Nuestra resurrección es una consecuencia de la resurrección de Cristo. Jesús, con su propia resurrección, nos ha abierto el camino de la vida. Dios tiene el poder de crear la vida, y haciéndonos hijas e hijos suyos nos hace participes de la resurrección. Confiar en este Dios quiere decir darnos cuenta de que estamos hechos para la vida. Y la vida consiste en estar con Él de manera ininterrumpida, para siempre.

¿Este misterio de la resurrección es relevante para nuestro tiempo? Nos encontramos en el evangelio una situación parecida a la que sucede hoy: la secularización también intenta desprestigiar a los que nos llamamos cristianos, y el relativismo científico y cultural considera irrelevante nuestra fe a causa de la pérdida del sentido de la trascendencia. Pero la fe en la resurrección da razones de esperanza a esa humanidad que relativiza las creencias, que ante la fugacidad de las cosas parece que ha perdido su sentido, y que se desespera por tanta destrucción y muerte. Sabemos que Dios permanece firme y nos llama a plenitud y eternidad. Poder pensar que la vida no termina, sino que es como un río que un día comenzó y que su caudal crece y crece, puede sostenernos en los momentos de dolor, de desesperanza, y ante la muerte. Y puede en algún momento, sin darnos cuenta, mostrarnos que la vida tiene sentido, más allá de las cosas que le pueden pasar al ser humano.

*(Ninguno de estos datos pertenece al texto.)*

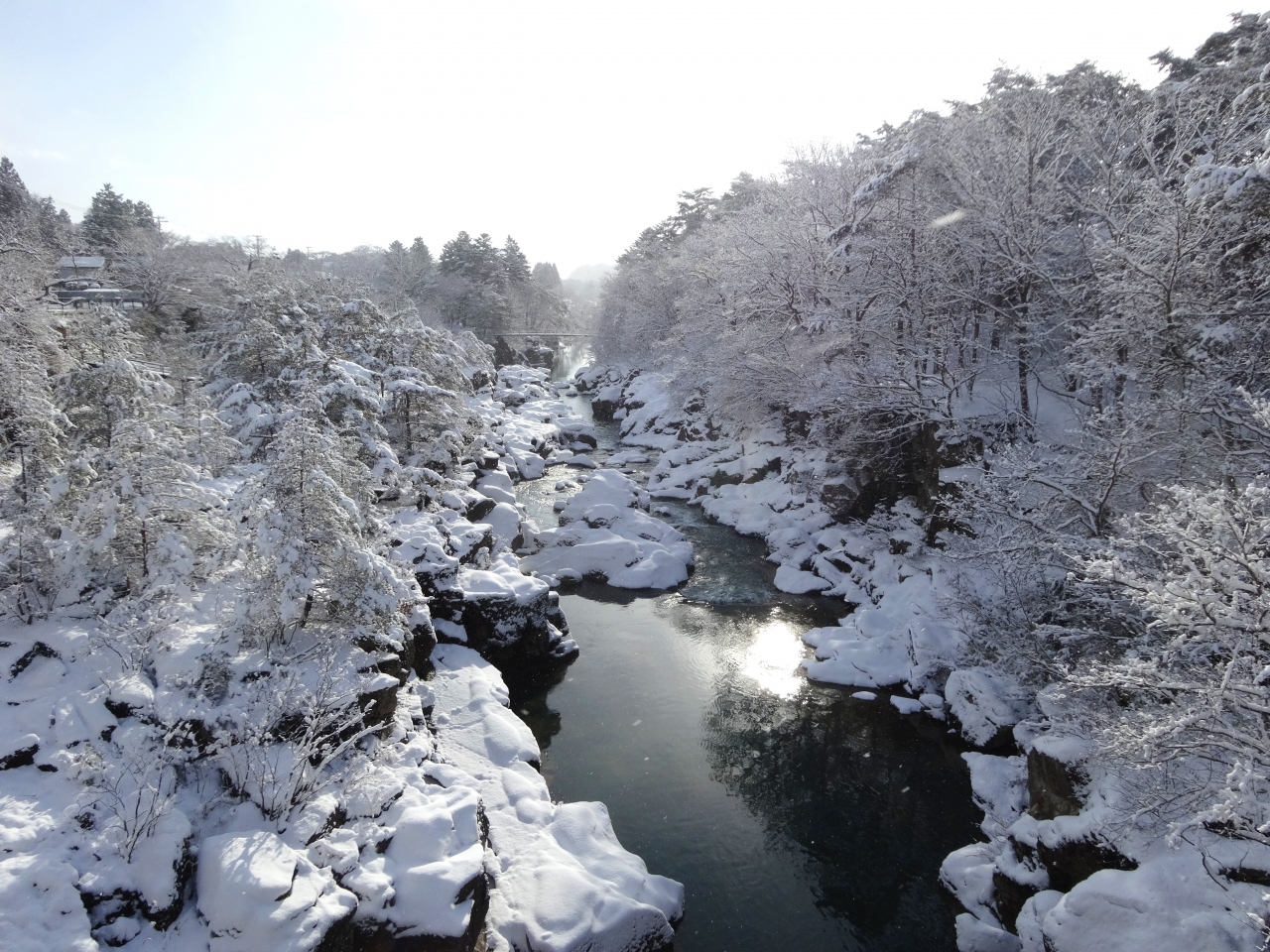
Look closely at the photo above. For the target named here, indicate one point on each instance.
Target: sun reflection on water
(774, 657)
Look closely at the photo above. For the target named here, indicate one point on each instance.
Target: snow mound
(40, 906)
(261, 895)
(607, 534)
(562, 880)
(985, 705)
(1170, 904)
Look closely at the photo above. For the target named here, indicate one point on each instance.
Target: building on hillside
(80, 267)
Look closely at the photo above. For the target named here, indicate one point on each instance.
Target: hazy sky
(571, 126)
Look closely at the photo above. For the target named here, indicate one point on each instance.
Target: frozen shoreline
(1060, 871)
(444, 828)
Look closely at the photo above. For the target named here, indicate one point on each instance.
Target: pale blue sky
(570, 126)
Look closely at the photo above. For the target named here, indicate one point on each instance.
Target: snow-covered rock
(562, 880)
(607, 534)
(261, 895)
(40, 907)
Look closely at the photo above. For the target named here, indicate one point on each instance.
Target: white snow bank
(985, 705)
(607, 534)
(1169, 904)
(562, 880)
(261, 895)
(40, 907)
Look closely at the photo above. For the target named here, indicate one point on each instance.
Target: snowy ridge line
(390, 792)
(1062, 871)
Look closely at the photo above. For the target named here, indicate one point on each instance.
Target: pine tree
(14, 198)
(111, 217)
(422, 257)
(516, 266)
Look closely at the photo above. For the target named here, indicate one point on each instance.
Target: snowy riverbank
(1064, 869)
(437, 823)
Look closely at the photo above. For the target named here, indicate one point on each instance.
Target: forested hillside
(241, 503)
(1021, 347)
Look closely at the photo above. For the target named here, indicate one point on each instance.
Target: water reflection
(772, 658)
(795, 815)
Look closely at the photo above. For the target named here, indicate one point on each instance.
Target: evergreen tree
(547, 277)
(111, 217)
(516, 266)
(422, 257)
(14, 198)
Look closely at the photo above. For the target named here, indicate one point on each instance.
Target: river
(797, 816)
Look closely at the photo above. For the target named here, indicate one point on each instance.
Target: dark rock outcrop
(1052, 787)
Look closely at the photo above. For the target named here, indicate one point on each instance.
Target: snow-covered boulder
(562, 880)
(985, 706)
(1170, 904)
(40, 906)
(608, 535)
(261, 895)
(476, 592)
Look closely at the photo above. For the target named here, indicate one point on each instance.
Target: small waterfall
(570, 357)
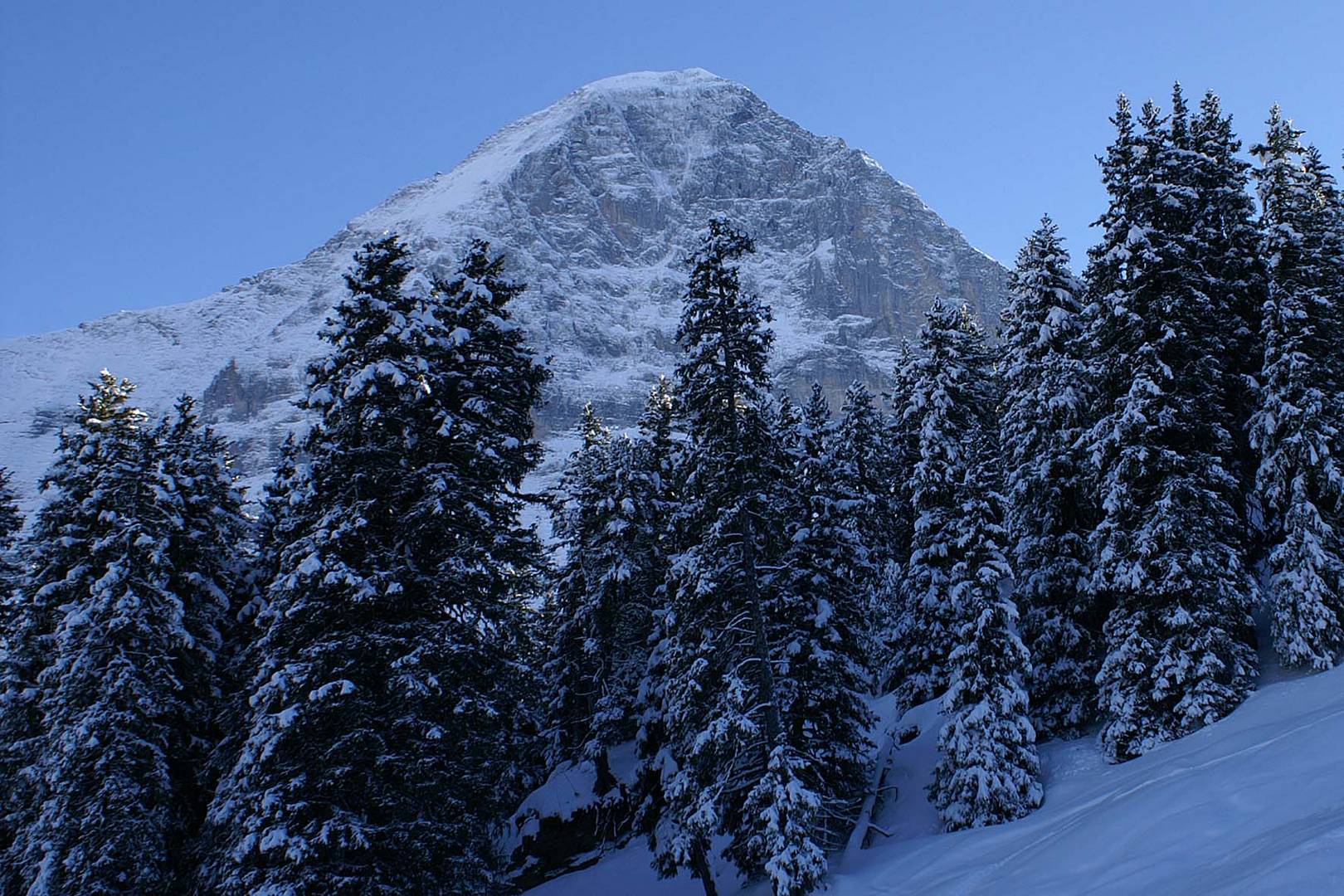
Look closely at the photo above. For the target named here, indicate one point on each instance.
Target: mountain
(596, 201)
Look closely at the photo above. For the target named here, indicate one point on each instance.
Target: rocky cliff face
(596, 201)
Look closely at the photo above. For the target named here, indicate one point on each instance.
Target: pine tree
(988, 770)
(1050, 505)
(572, 677)
(1227, 243)
(866, 453)
(1168, 548)
(817, 776)
(387, 718)
(106, 642)
(719, 703)
(1296, 429)
(210, 557)
(11, 523)
(11, 614)
(903, 440)
(951, 402)
(743, 652)
(609, 525)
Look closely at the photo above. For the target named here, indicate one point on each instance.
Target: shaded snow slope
(596, 201)
(1253, 804)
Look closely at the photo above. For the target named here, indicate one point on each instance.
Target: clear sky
(153, 152)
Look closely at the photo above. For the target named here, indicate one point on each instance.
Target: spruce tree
(11, 523)
(387, 715)
(609, 523)
(108, 648)
(952, 401)
(1050, 505)
(737, 759)
(11, 728)
(1296, 429)
(1168, 550)
(1227, 243)
(867, 455)
(212, 558)
(988, 772)
(718, 691)
(817, 776)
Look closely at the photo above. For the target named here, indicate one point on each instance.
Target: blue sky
(153, 152)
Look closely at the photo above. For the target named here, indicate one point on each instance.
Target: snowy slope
(1250, 805)
(596, 201)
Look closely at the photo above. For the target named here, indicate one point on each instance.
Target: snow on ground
(1250, 805)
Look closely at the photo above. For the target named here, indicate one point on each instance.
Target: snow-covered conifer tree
(11, 523)
(952, 399)
(1168, 550)
(988, 772)
(387, 711)
(1298, 426)
(1050, 505)
(721, 709)
(821, 614)
(105, 641)
(609, 524)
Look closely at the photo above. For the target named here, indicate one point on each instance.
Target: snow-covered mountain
(594, 201)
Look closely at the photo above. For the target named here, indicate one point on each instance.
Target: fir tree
(718, 691)
(1296, 429)
(386, 716)
(866, 451)
(745, 650)
(11, 523)
(108, 644)
(11, 727)
(1227, 243)
(572, 683)
(823, 668)
(952, 399)
(609, 525)
(1049, 485)
(210, 558)
(988, 770)
(1168, 550)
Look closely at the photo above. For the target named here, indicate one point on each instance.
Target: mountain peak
(594, 202)
(655, 82)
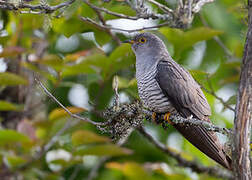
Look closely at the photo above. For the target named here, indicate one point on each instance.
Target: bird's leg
(166, 117)
(156, 118)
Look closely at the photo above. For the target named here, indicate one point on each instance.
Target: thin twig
(114, 37)
(63, 107)
(161, 6)
(44, 8)
(213, 171)
(217, 39)
(212, 92)
(197, 7)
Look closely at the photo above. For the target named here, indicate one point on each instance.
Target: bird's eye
(142, 40)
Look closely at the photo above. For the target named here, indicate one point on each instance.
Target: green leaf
(61, 113)
(86, 137)
(10, 136)
(14, 161)
(122, 9)
(103, 150)
(68, 27)
(11, 51)
(11, 79)
(182, 40)
(53, 61)
(7, 106)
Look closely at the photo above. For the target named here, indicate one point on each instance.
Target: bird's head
(146, 43)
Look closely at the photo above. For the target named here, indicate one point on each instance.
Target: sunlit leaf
(60, 112)
(122, 9)
(11, 79)
(75, 56)
(86, 137)
(14, 161)
(232, 100)
(11, 51)
(103, 150)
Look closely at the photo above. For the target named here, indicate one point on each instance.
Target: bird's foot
(156, 118)
(166, 118)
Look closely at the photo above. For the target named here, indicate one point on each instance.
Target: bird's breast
(150, 93)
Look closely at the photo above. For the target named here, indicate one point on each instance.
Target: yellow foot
(154, 116)
(166, 118)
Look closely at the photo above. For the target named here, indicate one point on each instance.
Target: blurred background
(77, 61)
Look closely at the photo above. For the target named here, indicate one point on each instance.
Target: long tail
(205, 141)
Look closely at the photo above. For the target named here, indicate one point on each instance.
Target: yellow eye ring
(142, 40)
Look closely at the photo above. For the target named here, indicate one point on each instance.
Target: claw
(153, 116)
(166, 118)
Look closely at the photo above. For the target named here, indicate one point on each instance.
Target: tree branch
(243, 113)
(213, 171)
(63, 107)
(177, 119)
(121, 121)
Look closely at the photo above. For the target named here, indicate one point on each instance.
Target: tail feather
(205, 141)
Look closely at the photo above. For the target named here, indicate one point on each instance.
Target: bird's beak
(129, 41)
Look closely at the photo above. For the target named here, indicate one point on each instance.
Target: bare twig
(115, 87)
(177, 119)
(62, 106)
(118, 29)
(212, 92)
(213, 171)
(243, 113)
(114, 37)
(197, 6)
(43, 8)
(217, 39)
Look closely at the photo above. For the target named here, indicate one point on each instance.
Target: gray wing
(183, 91)
(188, 99)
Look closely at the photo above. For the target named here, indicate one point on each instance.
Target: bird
(165, 87)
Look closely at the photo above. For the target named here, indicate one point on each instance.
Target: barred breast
(151, 94)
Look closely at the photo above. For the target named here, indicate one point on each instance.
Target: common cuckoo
(166, 87)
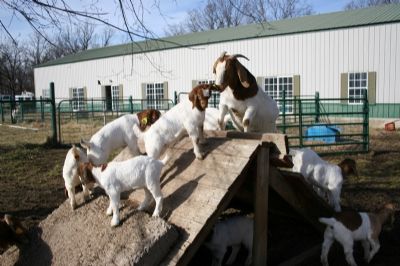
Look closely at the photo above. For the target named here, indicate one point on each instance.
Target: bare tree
(355, 4)
(229, 13)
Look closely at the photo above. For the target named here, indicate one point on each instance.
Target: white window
(358, 83)
(46, 93)
(78, 99)
(276, 87)
(115, 97)
(155, 95)
(214, 99)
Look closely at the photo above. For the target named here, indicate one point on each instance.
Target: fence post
(300, 125)
(130, 104)
(1, 110)
(53, 113)
(284, 111)
(317, 110)
(41, 109)
(365, 122)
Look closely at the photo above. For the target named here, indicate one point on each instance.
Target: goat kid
(11, 232)
(235, 231)
(326, 178)
(188, 115)
(347, 227)
(117, 177)
(118, 134)
(251, 109)
(71, 174)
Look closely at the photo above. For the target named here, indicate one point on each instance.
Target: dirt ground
(31, 187)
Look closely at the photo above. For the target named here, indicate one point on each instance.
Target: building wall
(318, 57)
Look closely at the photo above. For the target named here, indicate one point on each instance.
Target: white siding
(318, 57)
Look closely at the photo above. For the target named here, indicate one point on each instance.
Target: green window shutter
(371, 87)
(85, 98)
(344, 87)
(260, 82)
(165, 90)
(296, 85)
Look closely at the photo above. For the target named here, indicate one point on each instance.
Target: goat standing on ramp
(251, 109)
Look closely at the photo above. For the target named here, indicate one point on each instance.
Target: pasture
(31, 184)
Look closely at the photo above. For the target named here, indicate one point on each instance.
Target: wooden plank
(260, 234)
(300, 195)
(302, 257)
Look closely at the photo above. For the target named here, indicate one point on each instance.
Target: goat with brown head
(250, 108)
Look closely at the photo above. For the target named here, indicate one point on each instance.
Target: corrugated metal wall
(318, 57)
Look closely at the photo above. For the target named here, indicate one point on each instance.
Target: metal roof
(344, 19)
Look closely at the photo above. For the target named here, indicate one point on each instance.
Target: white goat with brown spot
(251, 109)
(347, 227)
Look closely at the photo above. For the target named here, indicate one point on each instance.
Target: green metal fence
(328, 125)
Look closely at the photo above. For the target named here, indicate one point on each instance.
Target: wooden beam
(260, 234)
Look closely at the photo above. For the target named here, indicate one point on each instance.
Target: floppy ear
(85, 144)
(242, 73)
(193, 98)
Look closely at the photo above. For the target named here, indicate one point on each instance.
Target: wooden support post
(261, 207)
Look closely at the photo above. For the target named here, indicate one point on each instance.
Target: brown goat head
(348, 167)
(199, 96)
(147, 118)
(230, 72)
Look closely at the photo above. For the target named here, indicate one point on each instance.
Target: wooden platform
(196, 192)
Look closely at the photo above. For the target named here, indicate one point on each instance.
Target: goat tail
(327, 221)
(166, 158)
(137, 131)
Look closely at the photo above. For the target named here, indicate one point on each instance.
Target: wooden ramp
(196, 192)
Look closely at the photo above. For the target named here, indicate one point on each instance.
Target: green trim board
(322, 22)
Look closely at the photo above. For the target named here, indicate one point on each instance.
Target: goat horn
(222, 55)
(235, 56)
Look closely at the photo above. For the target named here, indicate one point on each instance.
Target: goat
(347, 227)
(11, 232)
(117, 177)
(71, 174)
(117, 134)
(250, 108)
(233, 232)
(326, 177)
(188, 115)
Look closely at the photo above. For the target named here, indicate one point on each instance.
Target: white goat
(117, 177)
(71, 174)
(251, 109)
(117, 134)
(347, 227)
(188, 115)
(326, 177)
(11, 232)
(235, 231)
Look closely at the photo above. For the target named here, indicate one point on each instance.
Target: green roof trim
(344, 19)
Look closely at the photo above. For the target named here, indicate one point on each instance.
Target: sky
(174, 12)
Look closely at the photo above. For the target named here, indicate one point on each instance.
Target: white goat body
(171, 126)
(234, 231)
(116, 134)
(325, 176)
(117, 177)
(71, 173)
(347, 227)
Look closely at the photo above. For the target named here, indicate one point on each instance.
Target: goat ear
(242, 73)
(193, 98)
(85, 144)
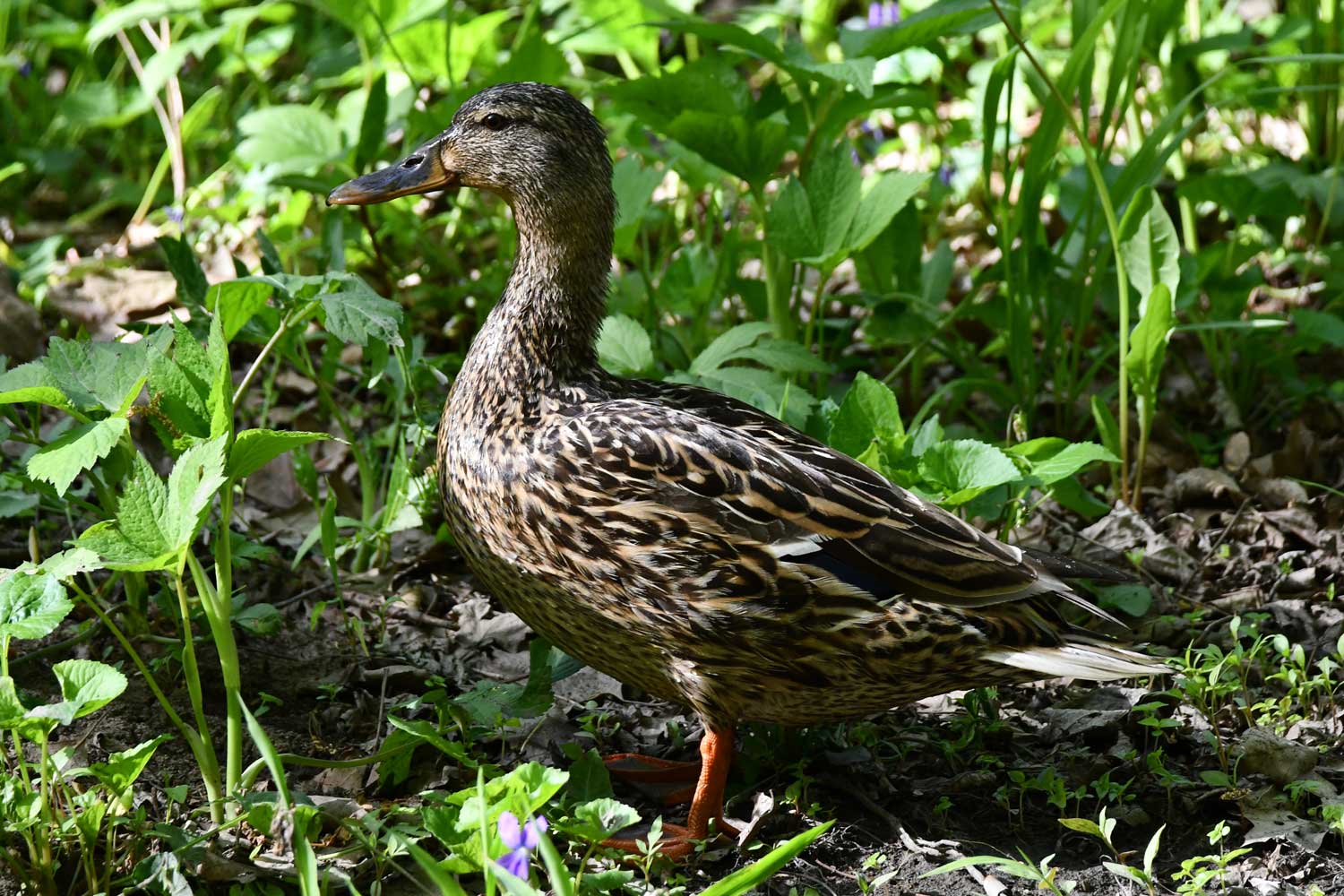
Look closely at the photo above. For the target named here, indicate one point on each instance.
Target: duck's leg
(669, 780)
(706, 802)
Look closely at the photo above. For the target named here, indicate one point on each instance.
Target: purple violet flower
(884, 13)
(521, 841)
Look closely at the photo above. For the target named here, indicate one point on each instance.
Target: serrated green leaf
(357, 314)
(195, 478)
(879, 204)
(967, 466)
(185, 269)
(123, 769)
(32, 382)
(236, 301)
(31, 605)
(867, 411)
(86, 685)
(254, 449)
(289, 139)
(61, 461)
(1070, 460)
(728, 347)
(624, 347)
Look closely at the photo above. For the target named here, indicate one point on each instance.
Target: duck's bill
(421, 172)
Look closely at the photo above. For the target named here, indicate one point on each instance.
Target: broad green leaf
(867, 411)
(1150, 245)
(61, 461)
(887, 196)
(289, 139)
(32, 382)
(86, 685)
(123, 769)
(254, 449)
(185, 269)
(1148, 349)
(728, 347)
(965, 468)
(373, 126)
(193, 485)
(784, 357)
(922, 29)
(1070, 460)
(101, 375)
(624, 347)
(599, 818)
(236, 301)
(67, 563)
(357, 314)
(31, 605)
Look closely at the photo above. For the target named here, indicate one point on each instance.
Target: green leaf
(746, 880)
(185, 269)
(31, 605)
(156, 521)
(289, 139)
(879, 204)
(373, 125)
(867, 411)
(32, 382)
(61, 461)
(1081, 825)
(965, 468)
(828, 215)
(1148, 349)
(1069, 461)
(624, 347)
(254, 449)
(357, 314)
(1150, 245)
(124, 18)
(728, 347)
(236, 301)
(599, 818)
(86, 685)
(1320, 327)
(123, 769)
(99, 375)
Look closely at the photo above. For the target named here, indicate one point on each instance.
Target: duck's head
(529, 142)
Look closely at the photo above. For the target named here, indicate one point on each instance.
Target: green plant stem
(193, 675)
(1113, 228)
(776, 290)
(215, 602)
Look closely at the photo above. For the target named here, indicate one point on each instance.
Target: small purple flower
(521, 841)
(884, 13)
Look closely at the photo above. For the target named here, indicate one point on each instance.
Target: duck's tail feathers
(1075, 568)
(1088, 659)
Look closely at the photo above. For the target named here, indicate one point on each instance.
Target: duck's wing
(828, 509)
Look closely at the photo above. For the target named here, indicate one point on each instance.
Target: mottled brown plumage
(680, 540)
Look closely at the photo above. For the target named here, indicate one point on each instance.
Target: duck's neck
(543, 331)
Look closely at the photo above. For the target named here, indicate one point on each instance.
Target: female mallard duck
(680, 540)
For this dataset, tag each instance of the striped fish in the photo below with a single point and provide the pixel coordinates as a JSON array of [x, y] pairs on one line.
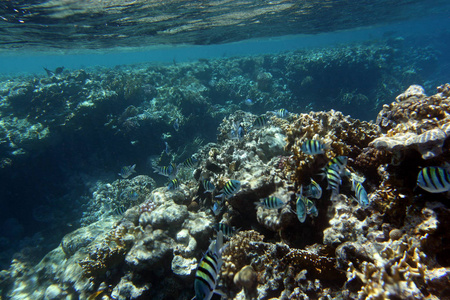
[[230, 188], [206, 276], [434, 179], [191, 162], [340, 161], [361, 194], [127, 171], [301, 209], [259, 122], [282, 113], [208, 186], [169, 171], [227, 230], [311, 208], [313, 190], [334, 180], [271, 202], [173, 184], [313, 147], [119, 210]]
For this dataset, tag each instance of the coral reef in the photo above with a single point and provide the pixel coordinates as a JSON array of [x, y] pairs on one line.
[[139, 240], [415, 122]]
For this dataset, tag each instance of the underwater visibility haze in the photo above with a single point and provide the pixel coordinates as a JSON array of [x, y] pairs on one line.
[[224, 149]]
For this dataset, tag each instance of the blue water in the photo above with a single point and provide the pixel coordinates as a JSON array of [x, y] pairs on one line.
[[23, 61]]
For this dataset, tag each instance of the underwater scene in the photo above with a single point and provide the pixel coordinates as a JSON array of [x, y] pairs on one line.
[[224, 149]]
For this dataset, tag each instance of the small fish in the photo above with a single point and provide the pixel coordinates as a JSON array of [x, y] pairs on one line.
[[271, 202], [248, 102], [216, 207], [176, 124], [361, 194], [230, 188], [127, 171], [207, 274], [169, 171], [119, 211], [313, 147], [227, 230], [301, 209], [168, 149], [282, 113], [240, 132], [434, 179], [208, 186], [173, 184], [130, 195], [334, 180], [311, 208], [340, 161], [191, 162], [259, 122], [313, 190]]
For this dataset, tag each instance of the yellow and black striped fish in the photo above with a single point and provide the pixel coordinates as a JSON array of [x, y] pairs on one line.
[[206, 276], [271, 202], [173, 184], [313, 147], [259, 122], [434, 179], [230, 188]]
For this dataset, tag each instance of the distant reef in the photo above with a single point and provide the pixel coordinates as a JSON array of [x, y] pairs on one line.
[[69, 143]]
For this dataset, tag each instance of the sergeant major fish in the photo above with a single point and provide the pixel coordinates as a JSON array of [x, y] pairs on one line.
[[230, 188], [434, 179], [169, 171], [127, 171], [361, 194], [208, 186], [207, 274], [313, 190], [334, 180], [313, 147], [271, 202], [173, 184]]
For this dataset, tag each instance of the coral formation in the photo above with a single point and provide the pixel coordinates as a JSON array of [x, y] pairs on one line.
[[139, 240]]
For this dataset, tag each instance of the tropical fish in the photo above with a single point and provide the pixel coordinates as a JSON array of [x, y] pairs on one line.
[[301, 209], [206, 276], [334, 180], [173, 184], [168, 149], [434, 179], [248, 102], [259, 122], [313, 190], [227, 230], [127, 171], [130, 195], [340, 161], [271, 202], [169, 171], [176, 124], [216, 207], [282, 113], [230, 188], [119, 210], [191, 162], [238, 132], [304, 207], [208, 186], [361, 194], [311, 208], [313, 147]]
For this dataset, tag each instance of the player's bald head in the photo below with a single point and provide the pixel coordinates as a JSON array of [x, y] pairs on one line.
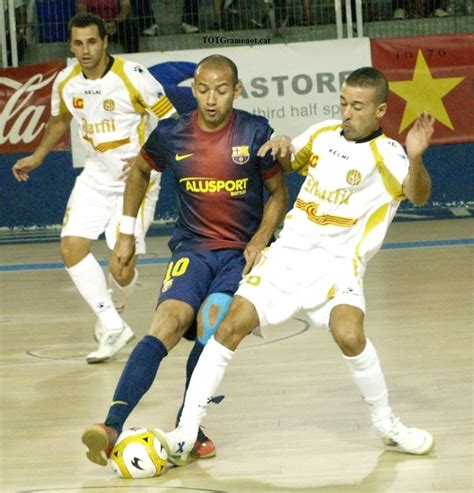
[[218, 62], [370, 77]]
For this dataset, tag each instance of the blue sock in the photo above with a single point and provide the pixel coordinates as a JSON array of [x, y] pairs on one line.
[[137, 377], [193, 358]]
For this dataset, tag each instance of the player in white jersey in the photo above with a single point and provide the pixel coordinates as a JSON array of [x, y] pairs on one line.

Pero la fe en la resurrección no nos saca de nuestro compromiso con nuestro presente, por el contrario hace que nos insertemos profundamente en la historia, llevando la convicción de que su sentido último está en la Vida. Nuestro testimonio de fe y esperanza en la resurrección deben traducirse también en un compromiso por defender la vida, en este tiempo en el que las fuerzas de la violencia y muerte parecen atemorizarnos más, en particular a los más pobres y oprimidos. Creer en el Dios de los vivos nos hace rechazar la muerte violenta e injusta, no sólo física, sino también espiritual, infligida a tantas personas.

La fe en la resurrección es motivo de esperanza, motivo para mirar el futuro con optimismo, y debe ser motivo también para cambiar nuestro modo de ver las cosas. Abrirse a la resurrección es también abrirse a la novedad diaria del evangelio para nuestras vidas.

En este momento podríamos preguntarnos personalmente: ¿Creo que hay vida después de la muerte? ¿Creo en la resurrección? ¿En mi caminar por la vida intento ser consciente de unas actitudes que den firmeza a mi compromiso, evitando detenerme en las cosas efímeras y sin valor? Pensemos que lo que sí perdura y llega a su máxima plenitud es todo lo que hayamos sembrado de amor auténtico, de fraternidad, de justicia y verdad. Confiar en Dios quiere decir darnos cuenta de que estamos hechos para la Vida. Y la Vida, sus auténticas dimensiones, implican, en definitiva, la perspectiva futura de Dios, la espera de Dios.          

                                                                                                                                                                                                       Ricardo Rodríguez Villalba                       

Evangelio según san Lucas (20, 27-38)

Se acercaron algunos saduceos, los que dicen que no hay resurrección, y le preguntaron: «Maestro, Moisés nos dejó escrito: “Si a uno se le muere su hermano, dejando mujer pero sin hijos, que tome la mujer como esposa y dé descendencia a su hermano”. Pues bien, había siete hermanos; el primero se casó y murió sin hijos. El segundo y el tercero se casaron con ella, y así los siete, y murieron todos sin dejar hijos. Por último, también murió la mujer. Cuando llegue la resurrección, ¿de cuál de ellos será la mujer? Porque los siete la tuvieron como mujer». Jesús les dijo: «En este mundo los hombres se casan y las mujeres toman esposo, pero los que sean juzgados dignos de tomar parte en el mundo futuro y en la resurrección de entre los muertos no se casarán ni ellas serán dadas en matrimonio. Pues ya no pueden morir, ya que son como ángeles; y son hijos de Dios, porque son hijos de la resurrección. Y que los muertos resucitan, lo indicó el mismo Moisés en el episodio de la zarza, cuando llama al Señor: “Dios de Abrahán, Dios de Isaac, Dios de Jacob”. No es Dios de muertos, sino de vivos: porque para él todos están vivos».